Distribution of White Wine Quality Ratings

Download PDF with Jupyter notebook execution results

5. Brief Interpretation of Results

Analysis of the provided data allows us to draw several key conclusions:

  1. Central tendencies:

    • Mean value of wine quality is approximately 5.88.
    • Median (50%) equals 6. This means that half of the wines have a rating of 6 or lower, and the other half — 6 or higher.
    • Mode, or the most frequent rating, also equals 6.
  2. Data spread:

    • Standard deviation (std) for quality is 0.88. This indicates that most ratings are grouped quite close to the mean value (mainly in the 5-7 range).
    • Quality ratings range from 3 (min) to 9 (max). There are no wines with the highest (10) or lowest (1/2) ratings in the dataset.
  3. Conclusions from visualization:

    • The histogram clearly shows that the distribution of quality ratings is not uniform. It resembles a normal distribution with a left skew.
    • The vast majority of wines (2198 samples) have a rating of 6. Second place goes to wines with a rating of 5 (1457 samples).
    • Wines with very high (8, 9) or very low (3, 4) ratings are significantly fewer.

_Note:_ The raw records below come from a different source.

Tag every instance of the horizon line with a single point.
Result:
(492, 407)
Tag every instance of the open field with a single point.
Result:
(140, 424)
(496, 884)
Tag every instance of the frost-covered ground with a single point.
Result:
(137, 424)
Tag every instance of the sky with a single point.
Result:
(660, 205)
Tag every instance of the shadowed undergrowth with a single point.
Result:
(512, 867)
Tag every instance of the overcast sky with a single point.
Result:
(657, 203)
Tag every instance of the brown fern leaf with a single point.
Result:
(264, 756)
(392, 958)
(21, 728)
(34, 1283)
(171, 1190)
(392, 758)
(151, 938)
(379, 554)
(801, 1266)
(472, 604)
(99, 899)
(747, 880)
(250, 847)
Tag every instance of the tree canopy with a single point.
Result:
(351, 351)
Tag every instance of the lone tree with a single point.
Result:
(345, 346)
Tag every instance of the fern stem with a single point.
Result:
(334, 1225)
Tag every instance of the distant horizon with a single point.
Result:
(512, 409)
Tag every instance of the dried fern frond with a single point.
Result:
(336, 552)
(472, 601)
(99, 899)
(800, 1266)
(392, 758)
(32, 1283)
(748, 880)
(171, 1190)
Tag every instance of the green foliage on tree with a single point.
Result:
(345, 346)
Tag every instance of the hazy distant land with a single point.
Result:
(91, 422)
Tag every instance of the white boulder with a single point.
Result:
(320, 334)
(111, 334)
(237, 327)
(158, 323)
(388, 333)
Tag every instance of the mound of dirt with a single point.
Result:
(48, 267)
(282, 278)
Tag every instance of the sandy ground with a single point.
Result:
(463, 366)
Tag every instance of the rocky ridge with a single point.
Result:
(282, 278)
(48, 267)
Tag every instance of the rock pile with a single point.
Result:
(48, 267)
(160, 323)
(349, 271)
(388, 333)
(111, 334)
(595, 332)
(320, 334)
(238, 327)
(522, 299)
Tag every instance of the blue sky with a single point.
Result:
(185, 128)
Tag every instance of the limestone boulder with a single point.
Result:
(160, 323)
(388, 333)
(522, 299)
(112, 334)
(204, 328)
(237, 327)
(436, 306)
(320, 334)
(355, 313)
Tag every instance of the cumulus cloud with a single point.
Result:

General conclusion: Based on this statistics, we can assert that most white wines in this dataset are of “average” quality. This changes the initial understanding, since without analysis one might assume that ratings are distributed uniformly. Now we see that extreme ratings (very good or very bad) are rare. This can become a starting point for the next step: identifying chemical characteristics that most distinguish “outstanding” wines (rating 8+) from “average” ones.